Talon 3.0 has a variety of different file systems.  It is crucial that you understand the proper usage of these filesystems for best performance and stewardship of computational resources.  Misuse of the filesystems could mean the termination of your jobs or loss of you data.

Summary of File Systems

Name Path Talon 1 equiv. Type
homedir /home /users ext4
local /storage/local /data/scratch ext4
remote /storage/remote ** /storage NFS
research /storage/research ** /research NFS
scratch2 /storage/scratch2 /scratch2 Lustre

** NOTE: All files from the Research SAN are automounted.  This means they are mapped when you access your directory.  Not before.

Details of File Systems

Home directoryWhen you login your home directory (aka $HOME) is set to your EUID as such /home/euid123.  This ext4 filesystem is local only to talon3 login and all home directories are made available to each compute node, via NFS mount.  Quotas are set in /home, use the "quota" command to check your quota.  Home directories are for storing, input, output, codes, scripts, ... and should never be used for runtime temporary/scratch files, as this causes undue traffic to the talon3 login node.  Additionally each PI research group has a shared filed space in /home/share/pi_euid123 where the EUID is that of their PI group.  The default unix group for each user is their PI group and the default file permissions are set to read/write for the user and read-only for their PI group, to make it easier to share files within the same PI group.  For more on file permissions see the online UNIX manuals (aka man page) on chown, chgrp, chmod.
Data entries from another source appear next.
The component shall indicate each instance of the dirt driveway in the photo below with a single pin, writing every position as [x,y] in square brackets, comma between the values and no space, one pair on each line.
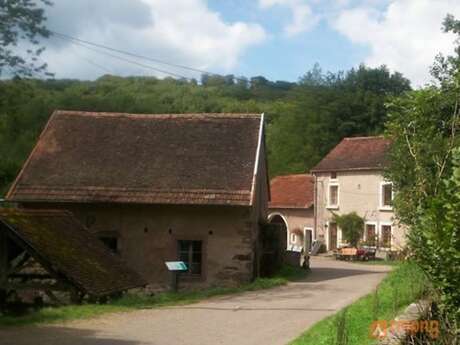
[273,316]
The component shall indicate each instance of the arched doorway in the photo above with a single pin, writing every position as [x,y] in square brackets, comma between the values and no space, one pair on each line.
[280,220]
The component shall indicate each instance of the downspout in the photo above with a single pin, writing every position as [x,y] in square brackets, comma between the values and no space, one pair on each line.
[315,208]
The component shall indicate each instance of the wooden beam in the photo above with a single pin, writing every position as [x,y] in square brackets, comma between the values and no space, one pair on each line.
[17,263]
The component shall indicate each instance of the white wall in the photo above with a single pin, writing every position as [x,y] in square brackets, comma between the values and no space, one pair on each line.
[359,191]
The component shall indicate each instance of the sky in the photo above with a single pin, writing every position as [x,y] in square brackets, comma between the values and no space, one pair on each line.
[278,39]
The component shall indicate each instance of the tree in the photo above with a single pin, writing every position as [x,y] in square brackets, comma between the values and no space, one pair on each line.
[425,169]
[325,107]
[22,24]
[352,227]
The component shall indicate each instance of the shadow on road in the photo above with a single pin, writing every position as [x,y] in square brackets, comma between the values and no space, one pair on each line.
[56,336]
[319,274]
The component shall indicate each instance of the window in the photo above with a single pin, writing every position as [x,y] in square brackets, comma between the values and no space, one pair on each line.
[371,237]
[386,195]
[386,236]
[333,196]
[110,242]
[190,252]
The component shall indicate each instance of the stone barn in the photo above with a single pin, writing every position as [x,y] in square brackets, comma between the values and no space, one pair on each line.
[292,207]
[157,188]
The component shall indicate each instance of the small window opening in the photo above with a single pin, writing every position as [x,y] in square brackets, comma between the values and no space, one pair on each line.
[110,242]
[387,194]
[190,252]
[333,195]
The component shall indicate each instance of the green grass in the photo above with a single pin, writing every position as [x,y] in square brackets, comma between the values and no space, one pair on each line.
[404,285]
[131,302]
[379,262]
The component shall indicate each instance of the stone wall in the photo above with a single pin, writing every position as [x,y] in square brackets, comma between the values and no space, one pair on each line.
[148,235]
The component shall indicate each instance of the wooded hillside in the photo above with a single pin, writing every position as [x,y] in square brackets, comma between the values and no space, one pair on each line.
[304,120]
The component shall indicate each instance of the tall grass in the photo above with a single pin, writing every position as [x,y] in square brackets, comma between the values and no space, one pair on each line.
[139,301]
[404,285]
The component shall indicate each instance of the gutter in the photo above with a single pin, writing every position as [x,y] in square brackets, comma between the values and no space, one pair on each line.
[256,163]
[315,208]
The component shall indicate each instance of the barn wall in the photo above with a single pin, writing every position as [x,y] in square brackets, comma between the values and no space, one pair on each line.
[297,220]
[148,237]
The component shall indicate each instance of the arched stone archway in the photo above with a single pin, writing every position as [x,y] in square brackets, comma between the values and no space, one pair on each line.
[279,219]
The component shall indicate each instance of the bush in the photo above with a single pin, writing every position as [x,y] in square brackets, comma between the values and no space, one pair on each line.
[352,227]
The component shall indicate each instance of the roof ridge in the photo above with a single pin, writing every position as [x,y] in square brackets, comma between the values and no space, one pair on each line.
[159,116]
[293,175]
[366,137]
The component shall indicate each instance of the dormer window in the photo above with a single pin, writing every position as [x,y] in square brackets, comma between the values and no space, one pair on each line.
[333,196]
[386,195]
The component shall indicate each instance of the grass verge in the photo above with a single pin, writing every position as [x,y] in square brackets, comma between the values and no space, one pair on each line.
[404,285]
[132,302]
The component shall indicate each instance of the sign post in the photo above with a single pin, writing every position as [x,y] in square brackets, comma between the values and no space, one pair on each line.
[175,267]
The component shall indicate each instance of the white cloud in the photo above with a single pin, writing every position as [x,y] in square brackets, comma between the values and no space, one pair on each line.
[406,36]
[303,18]
[183,32]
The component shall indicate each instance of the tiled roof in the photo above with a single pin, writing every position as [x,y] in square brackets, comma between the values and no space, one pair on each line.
[292,191]
[133,158]
[71,250]
[362,153]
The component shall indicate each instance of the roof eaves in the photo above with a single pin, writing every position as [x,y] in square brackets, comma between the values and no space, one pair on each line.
[313,171]
[11,190]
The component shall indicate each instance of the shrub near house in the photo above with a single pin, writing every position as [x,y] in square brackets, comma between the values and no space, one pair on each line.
[350,179]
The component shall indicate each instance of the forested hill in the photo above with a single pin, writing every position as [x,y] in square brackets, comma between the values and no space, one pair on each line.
[304,120]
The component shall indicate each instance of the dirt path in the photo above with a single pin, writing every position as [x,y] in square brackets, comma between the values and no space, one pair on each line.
[273,316]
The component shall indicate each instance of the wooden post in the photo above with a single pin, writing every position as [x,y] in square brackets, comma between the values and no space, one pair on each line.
[3,267]
[3,258]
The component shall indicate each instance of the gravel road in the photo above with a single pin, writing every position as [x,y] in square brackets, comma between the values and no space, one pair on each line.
[273,316]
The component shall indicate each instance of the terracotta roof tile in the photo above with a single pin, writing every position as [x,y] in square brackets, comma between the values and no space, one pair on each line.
[140,158]
[362,153]
[71,250]
[292,191]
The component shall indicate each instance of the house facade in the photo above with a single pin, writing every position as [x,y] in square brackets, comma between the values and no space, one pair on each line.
[291,204]
[157,188]
[350,179]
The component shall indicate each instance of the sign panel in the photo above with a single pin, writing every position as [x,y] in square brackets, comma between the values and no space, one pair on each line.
[176,265]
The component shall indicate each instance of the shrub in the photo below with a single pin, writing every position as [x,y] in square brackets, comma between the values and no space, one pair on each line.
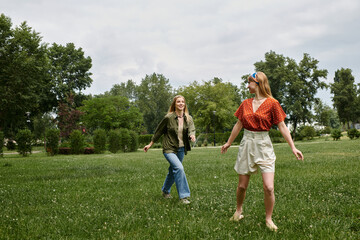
[1,144]
[353,133]
[326,130]
[77,142]
[23,139]
[114,141]
[145,139]
[89,150]
[52,141]
[64,150]
[308,132]
[134,142]
[10,145]
[99,140]
[336,134]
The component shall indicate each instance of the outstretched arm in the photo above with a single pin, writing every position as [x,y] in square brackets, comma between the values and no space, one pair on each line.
[236,129]
[148,146]
[286,134]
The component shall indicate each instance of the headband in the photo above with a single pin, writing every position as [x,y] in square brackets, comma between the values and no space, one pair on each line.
[254,77]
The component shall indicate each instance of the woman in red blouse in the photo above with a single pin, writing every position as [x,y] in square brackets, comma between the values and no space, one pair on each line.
[257,115]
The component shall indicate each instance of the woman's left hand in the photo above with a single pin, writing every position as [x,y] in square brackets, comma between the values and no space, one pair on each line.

Scratch2 directoryFor storage the HPC Team has deployed an updated high-speed parallel filesystem affectionately named scratch2. It is running Lustre 2.5.2 on a DDN SFA7700X storage appliance. This filesystem has 1.4PB total available and can sustain speeds of up to 10GB/s over FDR Infiniband. Each compute node has the file system mounted as /storage/scratch2. As with scratch, if your  job creates many small scratch files (< 1MB each), then the parallelism of Lustre will actually cause a performance loss and you should use the local storage on the compute node (/storage/local) with 300GB/node.  Again, all scratch files are subject to being removed after each run, so please copy any data you wish to save back to your home directory.

Alternative Storage: In addition we have 575TB of storage available via an EMC Isilon X series SAN. This mountpoint contains both /storage/remote and /storage/research over a 10gigE NFS connection. This storage is intended for researchers in need of archiving data sets too large to immediately transferring out.